Letterpress / Printing

Karen Arp-Sandel visits PRESS again!

Karen worked with me at PRESS again today. What great fun I have when she comes! We talk and share creative ideas and get all excited about making cool stuff. And inevitably we both come away with learning something. Today I taught her how to set type. She learned that upper and lower case letters became known as that because they used to be stored in the upper and lower cases in the type cabinets. She held a composing stick and used  ems, ms, ns, quads and other spacing to adjust her kerning and lead slugs to adjust her line spacing. She pulled type and then distributed it back into their appropriate compartments of the California job case. (Go HERE to find out more about the California job case and upper/lower cases.)
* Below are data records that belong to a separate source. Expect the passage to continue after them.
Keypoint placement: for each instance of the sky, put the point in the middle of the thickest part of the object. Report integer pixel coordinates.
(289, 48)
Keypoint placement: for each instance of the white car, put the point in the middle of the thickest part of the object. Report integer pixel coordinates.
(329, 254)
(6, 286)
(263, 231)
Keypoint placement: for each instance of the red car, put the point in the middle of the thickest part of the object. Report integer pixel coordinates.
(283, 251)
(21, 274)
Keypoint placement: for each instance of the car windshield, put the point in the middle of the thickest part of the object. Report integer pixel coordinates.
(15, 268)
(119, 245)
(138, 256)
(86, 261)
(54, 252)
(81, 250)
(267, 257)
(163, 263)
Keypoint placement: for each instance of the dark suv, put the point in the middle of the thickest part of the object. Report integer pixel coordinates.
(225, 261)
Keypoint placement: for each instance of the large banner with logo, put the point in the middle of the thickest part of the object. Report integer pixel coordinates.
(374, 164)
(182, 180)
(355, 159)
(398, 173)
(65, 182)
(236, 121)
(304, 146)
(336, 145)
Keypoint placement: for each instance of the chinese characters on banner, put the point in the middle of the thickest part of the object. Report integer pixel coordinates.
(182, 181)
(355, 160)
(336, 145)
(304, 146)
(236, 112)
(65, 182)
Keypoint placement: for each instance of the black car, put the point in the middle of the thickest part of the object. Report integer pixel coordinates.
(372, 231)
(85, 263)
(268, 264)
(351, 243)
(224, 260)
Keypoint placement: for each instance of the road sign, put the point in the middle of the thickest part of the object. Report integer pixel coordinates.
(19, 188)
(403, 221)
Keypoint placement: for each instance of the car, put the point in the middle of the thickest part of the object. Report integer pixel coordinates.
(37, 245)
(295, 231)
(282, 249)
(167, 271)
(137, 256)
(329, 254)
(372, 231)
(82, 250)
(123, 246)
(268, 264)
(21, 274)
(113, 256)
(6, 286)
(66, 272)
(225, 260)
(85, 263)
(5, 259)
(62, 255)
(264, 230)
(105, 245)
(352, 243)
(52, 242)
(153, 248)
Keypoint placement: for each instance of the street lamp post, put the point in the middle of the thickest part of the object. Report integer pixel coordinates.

We at PRESS are fairly limited in our type selection. We have Helvetica 16 point and Caslon Old Style 36 pt. We don’t have a slug cutter, we are slowly accumulating tools and type. But Karen did not let that stop her. She came with a plan that mixed the two faces and was determined to make it work within our limitations. She chose a poem from Mary Oliver. A poem that I could live in, and sometimes feels like my own life.

Sleeping in the Forest 
I thought the earth remembered me,
she took me back so tenderly,
arranging her dark skirts, her pockets
full of lichens and seeds.
I slept as never before, a stone on the river bed,
nothing between me and the white fire of the stars
but my thoughts, and they floated light as moths
among the branches of the perfect trees.
All night I heard the small kingdoms
breathing around me, the insects,
and the birds who do their work in the darkness.
All night I rose and fell, as if in water,
grappling with a luminous doom. By morning
I had vanished at least a dozen times
into something better.
from Sleeping In The Forest by Mary Oliver
© Mary Oliver


Below is a proof from one of the sections of the poem–we spent about 15 minutes doing the “make-ready” or making the needed adjustments, like switching out worn letters, changing the spacing between words and adding missing letters/punctuation, in order to get a near perfect print. She’ll finish it sometime next week. It was fun to watch her, and I’ve added some things to my wish list (slug cutter, additional spacing, lead slugs)  so that I can make her process easier one day.

One thought on “Karen Arp-Sandel visits PRESS again!

  1. This says it all- and my pix fill in the blanks! Reflecting upon this experience it reminds me so much of Buddhist Meditation found in Buddhist Sand Paintings.
    It IS a beautiful poem, and recreating it letter by letter, is a deep experience. It is living the poem.